Puanlama sistemi ile çalışan sitelerde fotoğraf eleştirileri
genelde olumlu olur ve al gülüm ver gülüm ilişkisi hakimdir. Ancak belli bir
izleyici kitlesine sahip olunca ve her fotoğrafınız bu kişiler tarafından
favori listesine alınıp puanlamaya başlayınca iktidarın gücüne sahip olarak
başka fotoğrafçıların işlerini kötüleme başlayabilir. Bu sitelerden gerçek bir
eleştiri işitmek yine de çok olası olmasa da günün fotoğrafları arasında yer
bulursanız mutlaka bir kısım iktidarın dikkatini çekip kötüleneceksinizdir. Ha
bir de al gülüm ver gülüm ilişkisi ile fotoğrafçılık anlamında hiçbir değeri
olmayan fotoğrafların anasayfalara çıkması(ki bu ne yazık ki sadece Türk
sitelerinde gözlemlediğim bir gerçektir) fotoğraftan anlayan kullanıcılar
tarafından tepki çekecektir.
Diğer yandan Facebook gibi popüler sosyal medya ortamlarında
da fotoğraflarınız arkadaşlarınız tarafından genelde beğeni ile karşılanacak ve
ego tatmini açısından size güzel bir ortam oluşturacaktır. Bu yüzden makinenizi
aldığınız ikinci gün hemen kendinize “isim soyad photography” adında bir sayfa
açacak ve bütün arkadaşlarınızı buraya davet edeceksiniz. Yapmayın dostum! Yapmayın canım! Bu sayfa sizin ve yakın arkadaşlarınızın dışında kimseye bir şey ifade
etmiyor şu an. Bir pişin ortamda, sonra gerekiyorsa açarsınız(ki profesyonel olarak bu işe girmeyecekseniz de gerekmeyecektir)…
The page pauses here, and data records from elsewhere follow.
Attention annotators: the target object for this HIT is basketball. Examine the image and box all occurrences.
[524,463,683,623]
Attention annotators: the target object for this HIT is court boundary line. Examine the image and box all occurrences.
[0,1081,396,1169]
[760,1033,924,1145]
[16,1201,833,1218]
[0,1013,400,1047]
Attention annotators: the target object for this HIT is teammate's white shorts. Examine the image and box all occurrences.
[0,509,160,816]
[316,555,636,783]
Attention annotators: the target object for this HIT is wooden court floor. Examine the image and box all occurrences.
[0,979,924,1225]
Facebook’da fotoğraf paylaşmanın bir yolu da çeşitli amatör
fotoğraf gruplarına katılıp buralara fotoğraf yüklemek. Bu durumda çok farklı
bir dünyaya da merhaba diyorsunuz. Puanlama yoluyla işleyen sitelerde gerçek
yüzünü göremediğiniz insanlar burada birbirlerinin kafasını ezmek için an
kolluyorlar. Genç fotoğrafçıların ruh hallerini görmek için bu gruplara ara
sıra göz atmak gerek.
Bu kadar yazıdan sonra asıl gelmek istediğim yere sanırım
vardım. Fotoğraf eleştirisi nedir? Nasıl yapılır? İyi fotoğrafçı iyi eleştirmen
olabilir mi ya da iyi bir eleştirmenin iyi fotoğraf çekmesi gerekir mi?
Türkiye’de bu mecralarda görünen o ki neredeyse hiç kimse
eleştirmeyi ve eleştiriye cevap vermeyi bilmiyor. Sadece tekniğe ve kompozisyon
kurallarına bakılarak eleştiri yapıldığı sanılıyor. Kadraj dar, ufuk çizgisi
eğik, net değil, altın kurala uymamış, patlamış, çok karanlık gibi kalıplaşmış
cümlelerle eleştiri yapılmaz. Fotoğraf tekniği çok üstünde durulması gereken
bir konu bile değildir. Zaten günümüzde fotoğraf makineleri tekniğin büyük bir
kısmının külfetini üzerine alıyor. İlgili iseniz de fotoğraf tekniği öğrenmek
3-4 saatinizi alır en fazla.
Kompozisyona gelecek olursak ne kadar kuralları öğrenirseniz
öğrenin görmeyi beceremiyorsanız o kurallar beş para etmez. Ayrıca iyi
fotoğrafçı da kuralları yıkan ve yeni bir şey ortaya çıkarandır.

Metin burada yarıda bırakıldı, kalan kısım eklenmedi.